Книга: Его сиятельство Каспар Фрай
Назад: 1
Дальше: 3

2

Через тридцать часов непрерывной тряски по короткому, выбранному рейтарами пути растянувшаяся колонна наемников выехала на дорогу к замку со стороны бывшей дистанцерии Маркуса, а ныне — Левкоса, по имени правившего там старшего сына Маркуса.
Еще издали — мили за три — колонну приметил сторожевой разъезд гизгальдцев, которых привез с собой герцог-чужеземец. Они вовремя сообщили об угрозе в замок, и на подходе к ставке герцога Ангулемского Бриана Туггорта дюр Лемуана рейтаров встретили два ощетинившихся пиками каре из двух сотен солдат в каждом. Со стен замка на пришельцев смотрели пять сотен арбалетчиков и лучников, а с башен угрожали восемь заряженных гранитным щебнем метательных машин.

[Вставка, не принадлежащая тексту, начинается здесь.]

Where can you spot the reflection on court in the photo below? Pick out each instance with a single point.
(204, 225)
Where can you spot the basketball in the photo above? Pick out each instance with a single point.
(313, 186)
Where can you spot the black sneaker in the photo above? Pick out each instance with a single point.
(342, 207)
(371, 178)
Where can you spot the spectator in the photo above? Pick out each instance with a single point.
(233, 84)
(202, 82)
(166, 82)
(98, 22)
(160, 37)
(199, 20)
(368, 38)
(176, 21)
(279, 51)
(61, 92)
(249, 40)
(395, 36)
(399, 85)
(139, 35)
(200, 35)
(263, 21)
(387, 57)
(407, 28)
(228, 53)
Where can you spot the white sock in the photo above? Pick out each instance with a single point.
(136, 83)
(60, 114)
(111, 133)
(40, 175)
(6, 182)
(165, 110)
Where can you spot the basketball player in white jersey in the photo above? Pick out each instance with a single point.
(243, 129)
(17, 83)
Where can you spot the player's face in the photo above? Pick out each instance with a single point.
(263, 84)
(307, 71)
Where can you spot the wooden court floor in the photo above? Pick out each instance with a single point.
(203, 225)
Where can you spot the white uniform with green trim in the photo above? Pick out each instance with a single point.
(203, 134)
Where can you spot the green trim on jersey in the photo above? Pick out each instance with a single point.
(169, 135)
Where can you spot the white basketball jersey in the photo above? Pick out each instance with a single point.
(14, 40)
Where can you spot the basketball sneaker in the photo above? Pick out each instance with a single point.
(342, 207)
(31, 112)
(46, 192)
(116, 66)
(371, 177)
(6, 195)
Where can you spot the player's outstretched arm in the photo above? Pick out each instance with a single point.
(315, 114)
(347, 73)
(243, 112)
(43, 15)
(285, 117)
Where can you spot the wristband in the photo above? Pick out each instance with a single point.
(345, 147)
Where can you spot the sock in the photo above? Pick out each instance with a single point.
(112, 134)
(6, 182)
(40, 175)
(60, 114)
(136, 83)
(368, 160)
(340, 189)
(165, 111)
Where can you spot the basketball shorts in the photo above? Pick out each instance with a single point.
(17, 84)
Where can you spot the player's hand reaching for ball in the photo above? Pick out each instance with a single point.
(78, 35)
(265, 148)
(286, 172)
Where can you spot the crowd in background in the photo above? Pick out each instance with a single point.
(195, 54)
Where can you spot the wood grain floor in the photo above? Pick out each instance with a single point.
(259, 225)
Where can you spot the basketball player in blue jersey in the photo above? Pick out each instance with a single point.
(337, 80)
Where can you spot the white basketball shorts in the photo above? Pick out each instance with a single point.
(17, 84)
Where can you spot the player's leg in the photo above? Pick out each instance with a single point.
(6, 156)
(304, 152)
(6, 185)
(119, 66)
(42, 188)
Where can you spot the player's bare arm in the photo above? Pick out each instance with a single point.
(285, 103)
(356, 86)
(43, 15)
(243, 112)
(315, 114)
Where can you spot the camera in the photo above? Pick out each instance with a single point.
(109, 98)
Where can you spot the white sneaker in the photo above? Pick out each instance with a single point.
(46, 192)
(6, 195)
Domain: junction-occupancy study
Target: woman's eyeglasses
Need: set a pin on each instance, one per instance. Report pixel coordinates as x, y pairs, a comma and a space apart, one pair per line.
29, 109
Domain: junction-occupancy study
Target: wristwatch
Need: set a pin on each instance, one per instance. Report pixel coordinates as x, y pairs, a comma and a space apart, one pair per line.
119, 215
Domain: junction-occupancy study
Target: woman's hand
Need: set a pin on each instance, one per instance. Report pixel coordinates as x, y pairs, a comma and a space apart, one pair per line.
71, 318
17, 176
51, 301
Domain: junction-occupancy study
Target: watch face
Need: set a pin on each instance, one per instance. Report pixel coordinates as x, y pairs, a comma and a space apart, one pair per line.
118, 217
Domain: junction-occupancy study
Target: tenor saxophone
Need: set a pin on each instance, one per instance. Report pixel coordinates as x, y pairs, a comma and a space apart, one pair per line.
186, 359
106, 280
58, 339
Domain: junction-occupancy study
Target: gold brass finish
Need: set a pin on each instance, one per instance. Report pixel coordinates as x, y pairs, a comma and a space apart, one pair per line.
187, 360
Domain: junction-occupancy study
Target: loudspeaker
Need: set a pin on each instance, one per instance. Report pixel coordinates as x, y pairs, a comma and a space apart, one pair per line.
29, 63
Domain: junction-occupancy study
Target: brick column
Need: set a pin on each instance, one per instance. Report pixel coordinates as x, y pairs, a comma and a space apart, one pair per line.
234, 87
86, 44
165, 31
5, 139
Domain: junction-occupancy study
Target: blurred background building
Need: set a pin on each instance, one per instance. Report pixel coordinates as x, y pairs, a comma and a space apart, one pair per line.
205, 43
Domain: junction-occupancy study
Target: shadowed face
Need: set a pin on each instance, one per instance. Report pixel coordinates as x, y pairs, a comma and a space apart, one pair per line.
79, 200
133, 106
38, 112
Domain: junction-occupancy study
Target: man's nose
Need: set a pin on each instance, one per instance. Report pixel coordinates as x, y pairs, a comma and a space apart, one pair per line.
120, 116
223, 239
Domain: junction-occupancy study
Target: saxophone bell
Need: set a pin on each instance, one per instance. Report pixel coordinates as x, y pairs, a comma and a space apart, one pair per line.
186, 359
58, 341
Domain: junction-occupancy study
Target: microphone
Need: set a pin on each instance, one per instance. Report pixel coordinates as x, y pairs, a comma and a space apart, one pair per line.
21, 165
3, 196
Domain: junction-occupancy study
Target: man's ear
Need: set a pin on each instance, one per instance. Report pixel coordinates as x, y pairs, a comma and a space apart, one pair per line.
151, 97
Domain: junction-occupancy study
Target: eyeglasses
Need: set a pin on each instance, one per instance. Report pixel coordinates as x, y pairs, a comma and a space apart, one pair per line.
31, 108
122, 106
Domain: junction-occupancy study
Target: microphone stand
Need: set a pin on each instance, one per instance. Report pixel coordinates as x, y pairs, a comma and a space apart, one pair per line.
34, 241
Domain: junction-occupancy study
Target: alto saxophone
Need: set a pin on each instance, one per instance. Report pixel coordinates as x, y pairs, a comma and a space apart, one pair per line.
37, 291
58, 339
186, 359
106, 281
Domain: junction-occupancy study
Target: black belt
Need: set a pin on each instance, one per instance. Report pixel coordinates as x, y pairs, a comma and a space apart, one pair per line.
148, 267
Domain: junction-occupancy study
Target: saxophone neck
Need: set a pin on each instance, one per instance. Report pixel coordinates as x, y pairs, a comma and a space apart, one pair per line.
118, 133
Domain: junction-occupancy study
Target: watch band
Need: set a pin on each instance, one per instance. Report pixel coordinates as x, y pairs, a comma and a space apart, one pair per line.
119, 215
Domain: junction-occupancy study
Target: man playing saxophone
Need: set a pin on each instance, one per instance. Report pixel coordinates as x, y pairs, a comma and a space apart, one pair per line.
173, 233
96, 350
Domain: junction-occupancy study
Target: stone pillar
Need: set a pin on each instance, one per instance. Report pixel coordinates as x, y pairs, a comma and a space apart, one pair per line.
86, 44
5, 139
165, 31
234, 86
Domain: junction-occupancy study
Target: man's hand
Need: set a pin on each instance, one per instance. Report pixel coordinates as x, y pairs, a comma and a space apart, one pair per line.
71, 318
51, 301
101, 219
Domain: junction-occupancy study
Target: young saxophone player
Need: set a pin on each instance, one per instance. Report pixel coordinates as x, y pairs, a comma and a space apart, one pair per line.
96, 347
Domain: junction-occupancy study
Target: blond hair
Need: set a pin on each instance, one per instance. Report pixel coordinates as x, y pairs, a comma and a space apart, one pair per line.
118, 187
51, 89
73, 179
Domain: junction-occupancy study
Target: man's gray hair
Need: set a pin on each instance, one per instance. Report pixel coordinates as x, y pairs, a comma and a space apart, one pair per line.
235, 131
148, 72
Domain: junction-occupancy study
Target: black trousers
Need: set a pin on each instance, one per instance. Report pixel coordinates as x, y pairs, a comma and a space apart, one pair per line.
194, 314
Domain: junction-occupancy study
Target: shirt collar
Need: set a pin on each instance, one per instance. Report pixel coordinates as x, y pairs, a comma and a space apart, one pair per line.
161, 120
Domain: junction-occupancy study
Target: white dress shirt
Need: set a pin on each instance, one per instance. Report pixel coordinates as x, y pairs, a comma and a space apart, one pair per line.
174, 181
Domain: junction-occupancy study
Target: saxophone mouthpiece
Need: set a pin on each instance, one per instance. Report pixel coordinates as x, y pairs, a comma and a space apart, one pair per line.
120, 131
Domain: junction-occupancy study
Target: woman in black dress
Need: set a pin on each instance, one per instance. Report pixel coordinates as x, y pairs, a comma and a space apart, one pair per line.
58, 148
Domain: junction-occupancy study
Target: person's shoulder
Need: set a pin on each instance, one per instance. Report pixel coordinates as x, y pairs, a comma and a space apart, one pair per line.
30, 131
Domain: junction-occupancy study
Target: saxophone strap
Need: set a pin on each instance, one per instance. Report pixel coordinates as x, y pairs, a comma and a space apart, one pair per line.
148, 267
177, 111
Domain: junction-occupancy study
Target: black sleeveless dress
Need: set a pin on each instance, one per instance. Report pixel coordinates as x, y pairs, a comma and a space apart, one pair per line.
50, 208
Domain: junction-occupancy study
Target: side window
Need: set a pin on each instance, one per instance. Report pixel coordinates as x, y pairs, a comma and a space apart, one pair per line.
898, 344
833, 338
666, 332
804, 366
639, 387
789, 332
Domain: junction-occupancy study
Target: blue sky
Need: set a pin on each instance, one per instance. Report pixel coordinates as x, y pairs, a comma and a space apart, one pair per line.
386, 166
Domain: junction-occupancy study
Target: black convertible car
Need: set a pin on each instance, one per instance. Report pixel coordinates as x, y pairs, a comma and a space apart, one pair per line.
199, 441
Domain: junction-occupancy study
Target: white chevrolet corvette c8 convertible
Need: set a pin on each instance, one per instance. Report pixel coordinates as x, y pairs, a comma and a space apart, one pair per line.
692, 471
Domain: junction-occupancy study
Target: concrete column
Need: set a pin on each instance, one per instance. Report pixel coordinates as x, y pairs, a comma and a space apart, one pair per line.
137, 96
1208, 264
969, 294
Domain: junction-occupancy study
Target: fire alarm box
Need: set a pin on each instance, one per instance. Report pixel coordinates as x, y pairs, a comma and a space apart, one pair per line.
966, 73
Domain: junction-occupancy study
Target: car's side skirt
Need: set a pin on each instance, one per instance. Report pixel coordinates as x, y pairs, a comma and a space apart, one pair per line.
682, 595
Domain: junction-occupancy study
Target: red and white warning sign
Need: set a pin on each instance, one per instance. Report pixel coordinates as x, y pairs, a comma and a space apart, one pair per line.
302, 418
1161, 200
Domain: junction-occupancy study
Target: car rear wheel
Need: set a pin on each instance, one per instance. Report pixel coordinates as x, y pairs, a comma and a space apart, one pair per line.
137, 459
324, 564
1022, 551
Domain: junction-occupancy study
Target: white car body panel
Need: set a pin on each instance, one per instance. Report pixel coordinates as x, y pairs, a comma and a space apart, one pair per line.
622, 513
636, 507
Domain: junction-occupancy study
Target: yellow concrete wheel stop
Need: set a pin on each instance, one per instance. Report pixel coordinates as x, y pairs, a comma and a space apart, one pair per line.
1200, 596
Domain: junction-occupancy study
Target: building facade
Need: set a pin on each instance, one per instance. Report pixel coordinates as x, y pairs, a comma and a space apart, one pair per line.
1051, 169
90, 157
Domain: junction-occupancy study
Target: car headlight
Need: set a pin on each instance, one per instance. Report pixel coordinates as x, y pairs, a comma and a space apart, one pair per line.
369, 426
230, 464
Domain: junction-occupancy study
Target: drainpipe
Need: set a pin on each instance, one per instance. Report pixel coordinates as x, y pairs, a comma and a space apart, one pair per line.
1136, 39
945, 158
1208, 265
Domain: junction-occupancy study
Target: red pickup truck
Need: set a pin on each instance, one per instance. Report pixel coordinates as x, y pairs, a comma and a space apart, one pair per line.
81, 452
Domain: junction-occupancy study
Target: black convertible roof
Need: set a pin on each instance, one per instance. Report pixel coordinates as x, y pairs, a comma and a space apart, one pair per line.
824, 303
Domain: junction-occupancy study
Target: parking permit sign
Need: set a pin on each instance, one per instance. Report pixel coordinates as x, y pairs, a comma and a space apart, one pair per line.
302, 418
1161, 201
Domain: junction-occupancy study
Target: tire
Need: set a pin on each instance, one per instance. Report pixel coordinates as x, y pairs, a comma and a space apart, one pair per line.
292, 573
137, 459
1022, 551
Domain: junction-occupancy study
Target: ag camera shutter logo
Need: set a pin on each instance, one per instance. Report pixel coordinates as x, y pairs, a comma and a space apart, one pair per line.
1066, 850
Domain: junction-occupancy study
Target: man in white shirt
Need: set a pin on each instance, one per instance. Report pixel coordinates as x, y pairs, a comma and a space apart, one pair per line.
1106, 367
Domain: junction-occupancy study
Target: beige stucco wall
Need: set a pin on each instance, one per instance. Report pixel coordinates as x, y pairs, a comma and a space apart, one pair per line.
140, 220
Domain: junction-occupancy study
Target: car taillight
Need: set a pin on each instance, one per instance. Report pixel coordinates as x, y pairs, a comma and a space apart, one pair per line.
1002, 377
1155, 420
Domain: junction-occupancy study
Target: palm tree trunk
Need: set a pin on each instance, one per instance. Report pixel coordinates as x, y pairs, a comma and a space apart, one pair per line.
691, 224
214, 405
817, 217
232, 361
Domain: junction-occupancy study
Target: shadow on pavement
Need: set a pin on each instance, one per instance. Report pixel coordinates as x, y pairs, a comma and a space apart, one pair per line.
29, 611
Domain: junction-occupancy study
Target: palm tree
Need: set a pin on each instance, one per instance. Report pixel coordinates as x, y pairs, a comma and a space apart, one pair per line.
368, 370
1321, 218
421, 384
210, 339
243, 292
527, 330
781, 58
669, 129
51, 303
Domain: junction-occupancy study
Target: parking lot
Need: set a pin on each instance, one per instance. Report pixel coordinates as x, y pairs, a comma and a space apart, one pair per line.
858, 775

— А хорошо тут все устроено, — заметил ехавший первым сотник Трауб. — Должно быть, они тебя не узнали, а, рекрутер?
— Сейчас все разрешится, ваше сиятельство. — У стен замка старый конюшенный понизил титул сотника с герцогского до графского.
— Стой! — громко скомандовал сотник, вскидывая руку, и колонна рейтаров встала на дороге, однако тащившееся за ними облако пыли продолжило движение, накрывая лошадей и самих рейтаров.
— Поехали, табачник! — усмехнулся Трауб, толкая конюшенного в спину. — Расскажи им, кто ты такой, авось они тебя вспомнят!
— Вспомнят — как не вспомнить? — с готовностью закивал дядюшка и, пришпорив свою лошадку, поехал впереди сотника, стараясь не смотреть в сторону застывших над целями арбалетчиков.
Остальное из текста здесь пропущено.